First, higher temperatures have large, negative effects on economic growth, but only in poor countries. In poor countries, we estimate that a 1C [1.8F] temperature increase in a given year reduced economic growth in that year by about 1.1 percentage points. In rich countries, changes in temperature had no discernable effect on growth. ...

For example, our estimates imply that global climate change would lower the median poor country’s growth rate by 0.6 percentage points each year from now until 2099. Extrapolated over 90 years, the median poor country would then be about 40% poorer in 2099 than it would have been in the absence of climate change.

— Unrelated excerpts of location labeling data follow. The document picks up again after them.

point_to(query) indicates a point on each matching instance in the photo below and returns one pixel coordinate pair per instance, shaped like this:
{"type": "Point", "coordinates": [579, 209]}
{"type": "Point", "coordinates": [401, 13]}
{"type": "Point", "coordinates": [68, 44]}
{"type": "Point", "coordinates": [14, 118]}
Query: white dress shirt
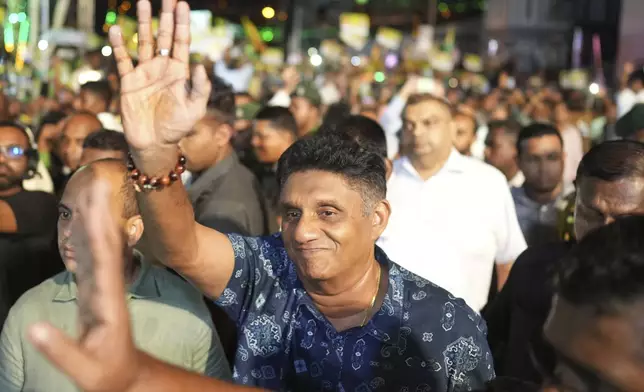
{"type": "Point", "coordinates": [452, 228]}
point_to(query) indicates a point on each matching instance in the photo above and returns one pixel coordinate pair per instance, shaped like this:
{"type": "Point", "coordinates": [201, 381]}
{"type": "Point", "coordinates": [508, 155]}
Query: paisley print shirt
{"type": "Point", "coordinates": [422, 339]}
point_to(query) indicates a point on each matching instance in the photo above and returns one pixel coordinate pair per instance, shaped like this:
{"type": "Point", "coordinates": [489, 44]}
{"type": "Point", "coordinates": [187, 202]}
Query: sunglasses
{"type": "Point", "coordinates": [13, 151]}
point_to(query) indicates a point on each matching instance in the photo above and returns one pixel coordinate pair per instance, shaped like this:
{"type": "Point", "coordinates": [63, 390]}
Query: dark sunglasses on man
{"type": "Point", "coordinates": [12, 151]}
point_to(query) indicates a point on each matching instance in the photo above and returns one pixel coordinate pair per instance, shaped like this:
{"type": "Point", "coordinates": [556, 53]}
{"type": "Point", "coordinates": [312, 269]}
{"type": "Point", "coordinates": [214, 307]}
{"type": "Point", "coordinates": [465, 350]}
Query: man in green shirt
{"type": "Point", "coordinates": [306, 106]}
{"type": "Point", "coordinates": [168, 317]}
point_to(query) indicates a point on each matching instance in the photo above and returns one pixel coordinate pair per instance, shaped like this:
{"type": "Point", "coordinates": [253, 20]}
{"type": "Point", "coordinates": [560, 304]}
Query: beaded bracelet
{"type": "Point", "coordinates": [143, 182]}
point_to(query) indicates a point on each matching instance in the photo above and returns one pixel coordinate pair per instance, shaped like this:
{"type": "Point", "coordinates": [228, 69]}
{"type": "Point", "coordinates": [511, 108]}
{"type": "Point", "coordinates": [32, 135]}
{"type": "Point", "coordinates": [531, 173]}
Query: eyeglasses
{"type": "Point", "coordinates": [13, 151]}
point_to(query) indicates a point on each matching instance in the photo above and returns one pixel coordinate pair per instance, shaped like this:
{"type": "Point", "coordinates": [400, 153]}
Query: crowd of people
{"type": "Point", "coordinates": [165, 230]}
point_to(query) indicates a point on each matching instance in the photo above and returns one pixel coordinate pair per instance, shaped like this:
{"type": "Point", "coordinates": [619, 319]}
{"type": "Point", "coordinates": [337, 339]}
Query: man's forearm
{"type": "Point", "coordinates": [157, 376]}
{"type": "Point", "coordinates": [167, 214]}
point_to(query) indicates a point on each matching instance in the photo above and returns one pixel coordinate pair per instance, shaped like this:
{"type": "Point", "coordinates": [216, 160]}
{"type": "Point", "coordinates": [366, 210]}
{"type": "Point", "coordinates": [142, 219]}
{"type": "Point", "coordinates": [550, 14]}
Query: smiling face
{"type": "Point", "coordinates": [73, 243]}
{"type": "Point", "coordinates": [328, 230]}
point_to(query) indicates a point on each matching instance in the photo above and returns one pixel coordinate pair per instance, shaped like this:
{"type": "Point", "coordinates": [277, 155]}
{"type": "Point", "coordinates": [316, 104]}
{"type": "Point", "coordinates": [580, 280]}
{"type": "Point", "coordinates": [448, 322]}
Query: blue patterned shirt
{"type": "Point", "coordinates": [422, 338]}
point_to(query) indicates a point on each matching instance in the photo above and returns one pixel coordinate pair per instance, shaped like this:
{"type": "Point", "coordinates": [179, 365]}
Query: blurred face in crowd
{"type": "Point", "coordinates": [13, 159]}
{"type": "Point", "coordinates": [465, 133]}
{"type": "Point", "coordinates": [596, 351]}
{"type": "Point", "coordinates": [269, 143]}
{"type": "Point", "coordinates": [542, 113]}
{"type": "Point", "coordinates": [327, 228]}
{"type": "Point", "coordinates": [208, 142]}
{"type": "Point", "coordinates": [72, 241]}
{"type": "Point", "coordinates": [428, 129]}
{"type": "Point", "coordinates": [600, 202]}
{"type": "Point", "coordinates": [542, 162]}
{"type": "Point", "coordinates": [75, 130]}
{"type": "Point", "coordinates": [501, 150]}
{"type": "Point", "coordinates": [562, 114]}
{"type": "Point", "coordinates": [90, 102]}
{"type": "Point", "coordinates": [306, 115]}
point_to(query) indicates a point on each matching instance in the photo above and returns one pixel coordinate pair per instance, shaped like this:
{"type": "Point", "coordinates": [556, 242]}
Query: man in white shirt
{"type": "Point", "coordinates": [452, 216]}
{"type": "Point", "coordinates": [632, 94]}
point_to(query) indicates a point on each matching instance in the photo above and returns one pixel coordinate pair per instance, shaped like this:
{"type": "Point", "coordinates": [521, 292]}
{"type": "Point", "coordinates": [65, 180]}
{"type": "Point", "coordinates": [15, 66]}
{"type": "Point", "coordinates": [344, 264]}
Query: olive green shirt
{"type": "Point", "coordinates": [169, 321]}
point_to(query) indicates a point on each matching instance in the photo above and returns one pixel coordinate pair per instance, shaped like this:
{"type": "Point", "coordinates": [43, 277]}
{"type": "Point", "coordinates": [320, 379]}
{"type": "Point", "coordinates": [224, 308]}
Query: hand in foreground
{"type": "Point", "coordinates": [159, 105]}
{"type": "Point", "coordinates": [104, 358]}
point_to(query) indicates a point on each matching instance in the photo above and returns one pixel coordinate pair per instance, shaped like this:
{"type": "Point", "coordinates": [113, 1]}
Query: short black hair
{"type": "Point", "coordinates": [106, 140]}
{"type": "Point", "coordinates": [221, 102]}
{"type": "Point", "coordinates": [605, 269]}
{"type": "Point", "coordinates": [336, 153]}
{"type": "Point", "coordinates": [365, 131]}
{"type": "Point", "coordinates": [613, 160]}
{"type": "Point", "coordinates": [536, 130]}
{"type": "Point", "coordinates": [279, 118]}
{"type": "Point", "coordinates": [336, 114]}
{"type": "Point", "coordinates": [100, 88]}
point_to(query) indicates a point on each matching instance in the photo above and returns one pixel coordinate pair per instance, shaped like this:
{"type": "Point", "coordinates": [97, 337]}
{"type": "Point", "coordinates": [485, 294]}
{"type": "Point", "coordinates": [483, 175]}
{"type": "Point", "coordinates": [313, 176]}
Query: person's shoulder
{"type": "Point", "coordinates": [483, 171]}
{"type": "Point", "coordinates": [31, 303]}
{"type": "Point", "coordinates": [431, 299]}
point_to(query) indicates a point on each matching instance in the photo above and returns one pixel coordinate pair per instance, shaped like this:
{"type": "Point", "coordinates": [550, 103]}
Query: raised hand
{"type": "Point", "coordinates": [160, 104]}
{"type": "Point", "coordinates": [104, 358]}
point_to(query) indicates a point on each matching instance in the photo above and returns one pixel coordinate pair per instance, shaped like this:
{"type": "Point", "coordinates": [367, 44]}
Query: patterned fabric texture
{"type": "Point", "coordinates": [422, 338]}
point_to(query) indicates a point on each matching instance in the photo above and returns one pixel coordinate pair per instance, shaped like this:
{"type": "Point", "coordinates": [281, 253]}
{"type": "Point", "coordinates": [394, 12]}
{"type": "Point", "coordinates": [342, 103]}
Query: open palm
{"type": "Point", "coordinates": [160, 103]}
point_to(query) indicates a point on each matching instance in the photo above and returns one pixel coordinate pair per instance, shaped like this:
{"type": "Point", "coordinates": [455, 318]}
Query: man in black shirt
{"type": "Point", "coordinates": [610, 183]}
{"type": "Point", "coordinates": [27, 220]}
{"type": "Point", "coordinates": [22, 212]}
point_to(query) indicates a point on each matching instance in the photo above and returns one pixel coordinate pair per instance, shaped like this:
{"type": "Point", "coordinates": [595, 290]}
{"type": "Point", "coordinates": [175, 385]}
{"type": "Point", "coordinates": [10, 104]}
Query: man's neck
{"type": "Point", "coordinates": [543, 197]}
{"type": "Point", "coordinates": [427, 166]}
{"type": "Point", "coordinates": [10, 191]}
{"type": "Point", "coordinates": [346, 302]}
{"type": "Point", "coordinates": [512, 172]}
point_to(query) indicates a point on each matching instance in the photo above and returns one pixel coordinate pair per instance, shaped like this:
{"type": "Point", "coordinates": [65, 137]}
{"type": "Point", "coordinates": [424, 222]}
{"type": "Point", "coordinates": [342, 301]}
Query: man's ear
{"type": "Point", "coordinates": [134, 227]}
{"type": "Point", "coordinates": [380, 218]}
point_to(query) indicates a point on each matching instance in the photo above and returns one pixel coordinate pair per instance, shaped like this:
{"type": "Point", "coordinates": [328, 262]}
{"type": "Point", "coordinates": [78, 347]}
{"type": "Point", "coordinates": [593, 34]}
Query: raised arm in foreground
{"type": "Point", "coordinates": [160, 104]}
{"type": "Point", "coordinates": [105, 358]}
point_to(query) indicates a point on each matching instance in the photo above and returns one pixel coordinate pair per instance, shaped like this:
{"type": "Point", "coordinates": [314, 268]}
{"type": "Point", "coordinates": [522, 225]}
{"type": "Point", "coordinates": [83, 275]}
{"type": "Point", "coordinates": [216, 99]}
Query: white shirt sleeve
{"type": "Point", "coordinates": [625, 101]}
{"type": "Point", "coordinates": [281, 98]}
{"type": "Point", "coordinates": [510, 242]}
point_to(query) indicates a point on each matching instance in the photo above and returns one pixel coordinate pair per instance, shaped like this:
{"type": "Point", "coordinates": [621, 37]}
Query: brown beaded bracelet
{"type": "Point", "coordinates": [143, 182]}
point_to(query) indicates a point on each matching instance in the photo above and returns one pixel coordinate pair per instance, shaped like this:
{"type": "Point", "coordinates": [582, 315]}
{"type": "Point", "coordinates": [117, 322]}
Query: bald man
{"type": "Point", "coordinates": [168, 316]}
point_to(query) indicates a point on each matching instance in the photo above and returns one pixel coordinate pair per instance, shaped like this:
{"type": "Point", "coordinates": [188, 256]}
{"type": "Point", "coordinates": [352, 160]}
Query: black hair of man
{"type": "Point", "coordinates": [100, 88]}
{"type": "Point", "coordinates": [416, 99]}
{"type": "Point", "coordinates": [534, 131]}
{"type": "Point", "coordinates": [336, 153]}
{"type": "Point", "coordinates": [280, 118]}
{"type": "Point", "coordinates": [605, 269]}
{"type": "Point", "coordinates": [336, 114]}
{"type": "Point", "coordinates": [126, 191]}
{"type": "Point", "coordinates": [107, 140]}
{"type": "Point", "coordinates": [612, 161]}
{"type": "Point", "coordinates": [221, 102]}
{"type": "Point", "coordinates": [506, 384]}
{"type": "Point", "coordinates": [365, 131]}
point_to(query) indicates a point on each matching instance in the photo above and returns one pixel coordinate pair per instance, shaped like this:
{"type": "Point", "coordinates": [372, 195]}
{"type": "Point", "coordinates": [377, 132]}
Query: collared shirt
{"type": "Point", "coordinates": [539, 221]}
{"type": "Point", "coordinates": [451, 228]}
{"type": "Point", "coordinates": [227, 197]}
{"type": "Point", "coordinates": [421, 339]}
{"type": "Point", "coordinates": [168, 316]}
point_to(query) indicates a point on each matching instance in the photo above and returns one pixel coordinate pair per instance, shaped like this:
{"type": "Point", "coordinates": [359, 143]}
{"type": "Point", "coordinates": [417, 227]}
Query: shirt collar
{"type": "Point", "coordinates": [144, 287]}
{"type": "Point", "coordinates": [390, 308]}
{"type": "Point", "coordinates": [455, 164]}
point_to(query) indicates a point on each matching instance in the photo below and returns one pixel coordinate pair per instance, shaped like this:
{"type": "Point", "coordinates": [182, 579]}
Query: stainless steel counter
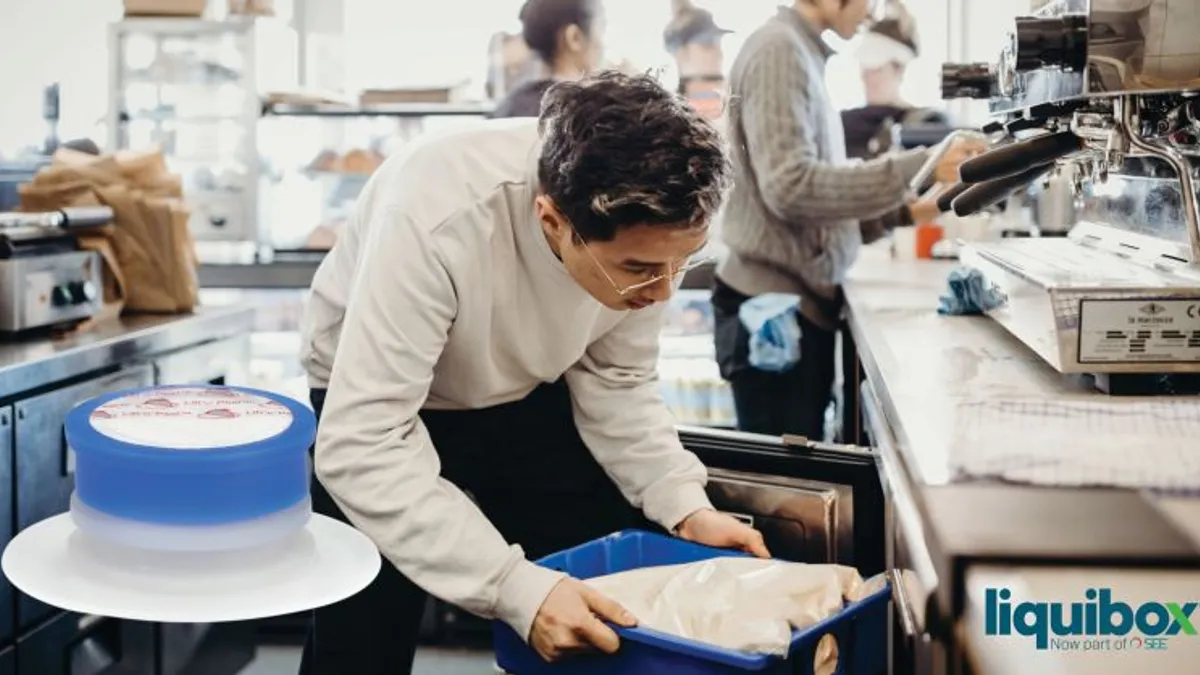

And this assumes that developing countries do everything possible to adapt to higher temperatures—an enormous task in its own right. What's more, the study doesn't dwell on the possibility that dwindling water supplies, agricultural losses, the spread of disease, and so forth could create conflict and destabilize certain parts of the world, as this CSIS report from 2007 details. To give just one unnerving example: Sea-level rises alone could wipe out as much as 38 percent of Pakistan's GDP, according to the World Bank.

Also note the study concludes that rich countries will escape largely unscathed. Is that actually true? Last month, the CBO studied this topic and estimated that a global temperature rise of 3.9C (7F) by 2100 would likely shrink U.S. GDP about 3 percent. But the CBO also notes that, according to the best climate modeling we have, we're on course for a bigger, 5C (9F) rise, with a one-in-six chance of a 14F rise. Few studies have grappled with the economic implications of those scenarios, in part because there are so many uncertainties involved.

Moreover, as the CBO notes, that 3 percent loss may seem modest, but it also obscures potentially much bigger losses in certain subsectors of the U.S. economy (say, the ski industry, or California agriculture), and it doesn't take into account non-market impacts of climate change—the negative effects that higher temperatures would have on human health, say, or the likely massive losses of biodiversity and natural habitats. In other words, it's not a completely safe assumption that Europe and the United States will make out just fine. (The CBO report, by the way, is a great primer on making policy under this sort of uncertainty.)